Assessing the added value of the Intermediate Complexity Atmospheric Research (ICAR) model for precipitation in complex topography

Abstract

Abstract. The coarse grid spacing of global circulation models necessitates the application of downscaling techniques to investigate the local impact of a changing global climate. Difficulties arise for data-sparse regions in complex topography, as they are computationally demanding for dynamic downscaling and often not suitable for statistical downscaling due to the lack of high-quality observational data. The Intermediate Complexity Atmospheric Research (ICAR) model is a physics-based model that can be applied without relying on measurements for training and is computationally more efficient than dynamic downscaling models.
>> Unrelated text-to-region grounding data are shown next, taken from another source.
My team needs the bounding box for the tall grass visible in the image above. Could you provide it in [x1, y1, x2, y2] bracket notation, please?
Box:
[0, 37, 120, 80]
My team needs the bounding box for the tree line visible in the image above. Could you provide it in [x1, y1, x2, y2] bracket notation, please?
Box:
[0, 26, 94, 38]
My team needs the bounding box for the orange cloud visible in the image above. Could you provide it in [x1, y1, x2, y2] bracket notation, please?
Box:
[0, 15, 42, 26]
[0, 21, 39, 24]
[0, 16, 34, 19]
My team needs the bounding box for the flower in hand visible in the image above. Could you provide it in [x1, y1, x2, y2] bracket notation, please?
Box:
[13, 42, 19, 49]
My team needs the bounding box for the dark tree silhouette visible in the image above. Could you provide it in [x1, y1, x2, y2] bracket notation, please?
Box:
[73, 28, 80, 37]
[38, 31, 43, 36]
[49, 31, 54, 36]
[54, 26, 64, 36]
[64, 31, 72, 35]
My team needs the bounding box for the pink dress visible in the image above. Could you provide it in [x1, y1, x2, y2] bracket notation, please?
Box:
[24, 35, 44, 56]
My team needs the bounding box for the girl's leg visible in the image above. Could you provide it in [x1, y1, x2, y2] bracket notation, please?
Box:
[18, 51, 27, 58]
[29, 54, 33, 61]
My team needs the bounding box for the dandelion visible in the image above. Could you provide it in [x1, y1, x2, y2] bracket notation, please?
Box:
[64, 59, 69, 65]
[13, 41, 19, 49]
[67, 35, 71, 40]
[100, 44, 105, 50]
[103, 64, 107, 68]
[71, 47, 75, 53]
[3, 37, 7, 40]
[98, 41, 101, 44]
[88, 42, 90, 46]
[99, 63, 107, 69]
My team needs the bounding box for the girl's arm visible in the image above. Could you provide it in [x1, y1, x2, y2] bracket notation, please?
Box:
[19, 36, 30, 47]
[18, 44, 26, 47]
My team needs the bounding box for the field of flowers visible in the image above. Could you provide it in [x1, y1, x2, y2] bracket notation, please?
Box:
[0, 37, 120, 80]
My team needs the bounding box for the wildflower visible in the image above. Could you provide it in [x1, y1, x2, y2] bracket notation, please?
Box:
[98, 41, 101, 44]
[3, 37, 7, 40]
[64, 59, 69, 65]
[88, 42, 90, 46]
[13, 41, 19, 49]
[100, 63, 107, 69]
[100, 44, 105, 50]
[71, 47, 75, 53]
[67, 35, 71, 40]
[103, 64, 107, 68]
This study presents the first in-depth evaluation of multiyear precipitation time series generated with ICAR on a 4×4 km2 grid for the South Island of New Zealand for an 11-year period, ranging from 2007 to 2017. It focuses on complex topography and evaluates ICAR at 16 weather stations, 11 of which are situated in the Southern Alps between 700 and 2150mm.s.l (m m.s.l refers to meters above mean sea level). ICAR is assessed with standard skill scores, and the effect of model top elevation, topography, season, atmospheric background state and synoptic weather patterns on these scores are investigated. The results show a strong dependence of ICAR skill on the choice of the model top elevation, with the highest scores obtained for 4 km above topography. Furthermore, ICAR is found to provide added value over its ERA-Interim reanalysis forcing data set for alpine weather stations, improving the median of mean squared errors (MSEs) by 30 % and up to 53 %. It performs similarly during all seasons with a MSE minimum during winter, while flow linearity and atmospheric stability are found to increase skill scores. ICAR scores are highest during weather patterns associated with flow perpendicular to the Southern Alps and lowest for flow parallel to the alpine range. While measured precipitation is underestimated by ICAR, these results show the skill of ICAR in a real-world application, and may be improved upon by further observational calibration or bias correction techniques. Based on these findings ICAR shows the potential to generate downscaled fields for long-term impact studies in data-sparse regions with complex topography.